Fifth Journey (MS 107/4)

27th December 1785


transcription

[27th December 1785]
27

de twe paarden waren te rug gelopen so dat myn ordonants Jansen agter liet; om twe uren vertrok oostelyk na oliphants riv: had de wagen in den morgen om de koelte doen vertrekken tot onder de Narredouws berg, kwam na een half uur te paard aan oliphants rivier, die nu geen 12 tre breed en maar knie diepte had, alles sand en enige willige bomen, dog men sag aan de opdrift dat die rivier seer hoog en impassabel kan worden.
reden een quartier aan de oversyde op tot by de wagen, lieten de wagen inspannen en reden een kwaade klippige weg Narredouw op en de wagen was eerst na twe uuren rydens boven, dog had seer gesukkeld met breken van jukscheien aan de ossen
hier is midden in het pad een grote klip, die moejelyk is om om te ryden, desen moest men laten springen. peilde met sons ondergang boven op de berg zynde een lange vlakte en sanderig, en de klippen al de selfde
reden van de wagen vooruit na een half uur passeerde wy de duiker font: dog sagen geen water maar hoorden kikvorschen, daarna twe uuren tot knollevaley, eerst veel afdragende met een draay door t’n. en n o., daarna z.t:o. en z.z.o. aan anderhalf uur tot de sogenaamde betjes fontein van abram Mouton daar wy middernagt arriveerden, en de wagen tegen den dag, dit riviertje hiet brandewyns rivier, was nu droog dog loopt anders n. aan in doorn rivier.

warm term 79 ­ 90 ­ 80
de wind t’selvde dog woey sterker tegen den middag en z’avonds agter de bergen z: oostelyk dog schoon weer
schoon in den nagt warm

translation

[27th December 1785]
27

The two horses had gone back so I left my orderly Jansen behind; at two o’clock I departed eastward towards the Olifants River.
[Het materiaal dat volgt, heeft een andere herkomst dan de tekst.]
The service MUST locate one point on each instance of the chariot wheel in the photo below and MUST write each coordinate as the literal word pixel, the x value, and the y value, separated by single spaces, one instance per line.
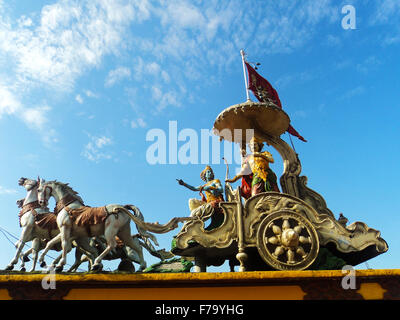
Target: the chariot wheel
pixel 286 240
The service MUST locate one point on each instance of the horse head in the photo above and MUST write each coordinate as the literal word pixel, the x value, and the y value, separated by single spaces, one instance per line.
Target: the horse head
pixel 28 184
pixel 44 192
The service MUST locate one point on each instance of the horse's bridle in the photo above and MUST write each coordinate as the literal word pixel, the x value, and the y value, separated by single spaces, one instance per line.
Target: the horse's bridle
pixel 43 193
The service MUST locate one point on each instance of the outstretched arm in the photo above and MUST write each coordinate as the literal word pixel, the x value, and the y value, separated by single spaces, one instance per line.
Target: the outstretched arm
pixel 182 183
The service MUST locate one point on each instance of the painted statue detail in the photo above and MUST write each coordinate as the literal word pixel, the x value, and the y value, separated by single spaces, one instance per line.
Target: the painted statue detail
pixel 256 174
pixel 214 194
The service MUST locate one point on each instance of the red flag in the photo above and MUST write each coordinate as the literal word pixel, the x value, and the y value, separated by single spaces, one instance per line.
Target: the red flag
pixel 264 92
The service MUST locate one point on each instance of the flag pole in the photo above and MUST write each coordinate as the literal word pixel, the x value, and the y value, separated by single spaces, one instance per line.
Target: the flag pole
pixel 244 74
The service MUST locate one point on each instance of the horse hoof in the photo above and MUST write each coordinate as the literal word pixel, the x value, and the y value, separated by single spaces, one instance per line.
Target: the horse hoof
pixel 58 268
pixel 96 267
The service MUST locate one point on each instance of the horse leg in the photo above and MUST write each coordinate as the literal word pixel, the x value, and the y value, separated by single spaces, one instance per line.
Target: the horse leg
pixel 49 245
pixel 78 260
pixel 35 250
pixel 110 232
pixel 90 251
pixel 26 231
pixel 24 258
pixel 66 246
pixel 125 235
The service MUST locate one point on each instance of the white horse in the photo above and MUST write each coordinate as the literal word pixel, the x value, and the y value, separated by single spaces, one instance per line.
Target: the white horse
pixel 124 252
pixel 30 216
pixel 30 230
pixel 115 223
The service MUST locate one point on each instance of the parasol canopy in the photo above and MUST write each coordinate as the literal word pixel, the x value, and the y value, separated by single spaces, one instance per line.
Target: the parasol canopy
pixel 263 118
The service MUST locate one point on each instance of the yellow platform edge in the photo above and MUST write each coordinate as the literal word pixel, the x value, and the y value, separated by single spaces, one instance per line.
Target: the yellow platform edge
pixel 262 285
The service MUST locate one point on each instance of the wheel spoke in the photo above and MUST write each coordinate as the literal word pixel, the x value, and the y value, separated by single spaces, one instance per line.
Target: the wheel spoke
pixel 273 240
pixel 278 251
pixel 304 239
pixel 285 224
pixel 277 230
pixel 290 256
pixel 300 251
pixel 298 229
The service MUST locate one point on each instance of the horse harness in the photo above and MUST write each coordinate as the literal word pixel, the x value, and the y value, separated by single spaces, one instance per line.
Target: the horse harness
pixel 45 220
pixel 84 216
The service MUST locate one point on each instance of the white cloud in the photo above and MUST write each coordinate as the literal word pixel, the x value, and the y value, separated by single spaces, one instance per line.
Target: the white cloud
pixel 35 118
pixel 9 104
pixel 90 94
pixel 52 49
pixel 117 75
pixel 95 151
pixel 6 191
pixel 359 90
pixel 139 122
pixel 79 98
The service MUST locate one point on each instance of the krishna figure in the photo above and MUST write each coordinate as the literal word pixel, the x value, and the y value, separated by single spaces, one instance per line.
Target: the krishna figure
pixel 256 171
pixel 214 194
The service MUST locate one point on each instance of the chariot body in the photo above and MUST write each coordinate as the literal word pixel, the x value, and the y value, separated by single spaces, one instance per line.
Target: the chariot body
pixel 288 230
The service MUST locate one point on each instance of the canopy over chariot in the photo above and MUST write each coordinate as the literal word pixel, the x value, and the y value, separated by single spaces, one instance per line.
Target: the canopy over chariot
pixel 271 230
pixel 264 228
pixel 258 226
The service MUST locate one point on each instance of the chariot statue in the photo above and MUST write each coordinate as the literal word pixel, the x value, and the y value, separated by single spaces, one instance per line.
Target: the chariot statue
pixel 265 228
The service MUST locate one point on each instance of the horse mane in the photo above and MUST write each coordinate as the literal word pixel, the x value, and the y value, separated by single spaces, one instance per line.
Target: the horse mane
pixel 66 188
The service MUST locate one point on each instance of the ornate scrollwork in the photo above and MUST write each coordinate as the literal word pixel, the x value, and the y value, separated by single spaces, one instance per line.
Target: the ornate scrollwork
pixel 287 241
pixel 220 237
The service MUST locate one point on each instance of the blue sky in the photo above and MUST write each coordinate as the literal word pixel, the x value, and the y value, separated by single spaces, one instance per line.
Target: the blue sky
pixel 83 82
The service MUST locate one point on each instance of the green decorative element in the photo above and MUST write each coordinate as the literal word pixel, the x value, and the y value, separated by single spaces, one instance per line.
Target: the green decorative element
pixel 326 260
pixel 169 266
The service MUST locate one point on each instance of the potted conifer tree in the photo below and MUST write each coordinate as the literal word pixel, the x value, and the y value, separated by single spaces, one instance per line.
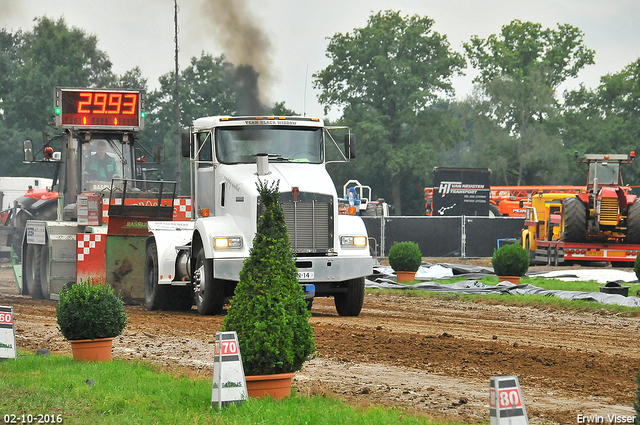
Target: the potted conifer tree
pixel 510 262
pixel 405 258
pixel 90 315
pixel 268 310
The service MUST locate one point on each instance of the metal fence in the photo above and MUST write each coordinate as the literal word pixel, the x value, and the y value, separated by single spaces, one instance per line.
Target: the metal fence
pixel 456 236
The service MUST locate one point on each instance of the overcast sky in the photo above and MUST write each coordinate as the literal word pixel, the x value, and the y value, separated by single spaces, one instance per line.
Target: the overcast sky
pixel 290 36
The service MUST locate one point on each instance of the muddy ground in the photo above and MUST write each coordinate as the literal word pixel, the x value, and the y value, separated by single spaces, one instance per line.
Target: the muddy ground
pixel 431 356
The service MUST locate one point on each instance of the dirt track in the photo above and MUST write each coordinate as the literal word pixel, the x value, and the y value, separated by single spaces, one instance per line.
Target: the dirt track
pixel 431 356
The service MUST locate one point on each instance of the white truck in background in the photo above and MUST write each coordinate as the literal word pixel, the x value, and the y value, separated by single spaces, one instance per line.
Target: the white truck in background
pixel 202 258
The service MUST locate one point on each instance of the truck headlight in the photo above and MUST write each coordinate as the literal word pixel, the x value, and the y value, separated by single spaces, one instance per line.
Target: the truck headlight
pixel 353 241
pixel 227 242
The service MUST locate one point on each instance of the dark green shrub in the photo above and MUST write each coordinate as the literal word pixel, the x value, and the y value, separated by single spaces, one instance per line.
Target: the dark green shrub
pixel 268 310
pixel 89 311
pixel 405 256
pixel 510 260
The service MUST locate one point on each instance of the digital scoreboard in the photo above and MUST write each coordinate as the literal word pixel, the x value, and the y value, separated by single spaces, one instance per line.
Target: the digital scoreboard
pixel 99 108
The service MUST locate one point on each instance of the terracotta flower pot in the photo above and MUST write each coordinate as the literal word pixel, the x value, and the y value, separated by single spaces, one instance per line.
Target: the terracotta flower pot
pixel 276 386
pixel 512 279
pixel 92 350
pixel 405 276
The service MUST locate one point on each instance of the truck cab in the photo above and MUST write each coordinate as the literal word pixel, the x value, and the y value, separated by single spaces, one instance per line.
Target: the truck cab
pixel 228 156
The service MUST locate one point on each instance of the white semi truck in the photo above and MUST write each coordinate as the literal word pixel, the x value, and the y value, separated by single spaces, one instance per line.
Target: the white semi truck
pixel 201 259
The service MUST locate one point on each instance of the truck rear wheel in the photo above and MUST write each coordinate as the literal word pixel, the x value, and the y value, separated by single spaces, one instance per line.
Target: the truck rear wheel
pixel 350 303
pixel 574 220
pixel 155 295
pixel 633 223
pixel 209 292
pixel 32 271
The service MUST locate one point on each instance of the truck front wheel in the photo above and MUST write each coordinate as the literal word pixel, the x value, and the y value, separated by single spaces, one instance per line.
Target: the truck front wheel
pixel 209 292
pixel 350 303
pixel 574 220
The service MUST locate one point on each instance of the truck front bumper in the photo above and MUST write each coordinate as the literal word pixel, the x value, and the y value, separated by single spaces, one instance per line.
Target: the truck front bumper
pixel 310 269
In order to take advantage of the coolness I let the wagon travel to below the Narredouw Mountain in the morning. After riding for half an hour I came to the Olifants River which was now hardly 12 paces wide and only knee-deep. Sand everywhere and some willow trees but one could see from what had been washed up that the river can become very high and impassable. We rode upstream for a quarter of an hour on the far side till we reached the wagon. We had the wagon inspanned and rode up Narredouw on a bad, stony road and the wagon only reached the top after two hours travelling, having had much trouble with the yoke-pins of the oxen breaking. There is a large rock in the middle of the road which is difficult to get around; this will have to be blasted.
Took bearings on a long sandy plain from the top of the mountain at sunset. The rocks are the same. We rode ahead of the wagon and after half an hour passed by Duikerfontein. We saw no water however but heard frogs. Thereafter it was two hours to Knollevlei, first going steeply down hill with a turn through the north and north-east then south by east and south-south-east. It was another half hour to the so-called Betjesfontein belonging to Abram Mouton which we reached at midnight and the wagon towards dawn. This rivulet is called Brandewyns River. It was dry now but when it runs it flows north into the Doorn River.

Hot. Thermometer 79-90-80
The same wind but blew more strongly towards midday and was south-easterly in the evening behind the mountains. Fine weather however, though hot at night.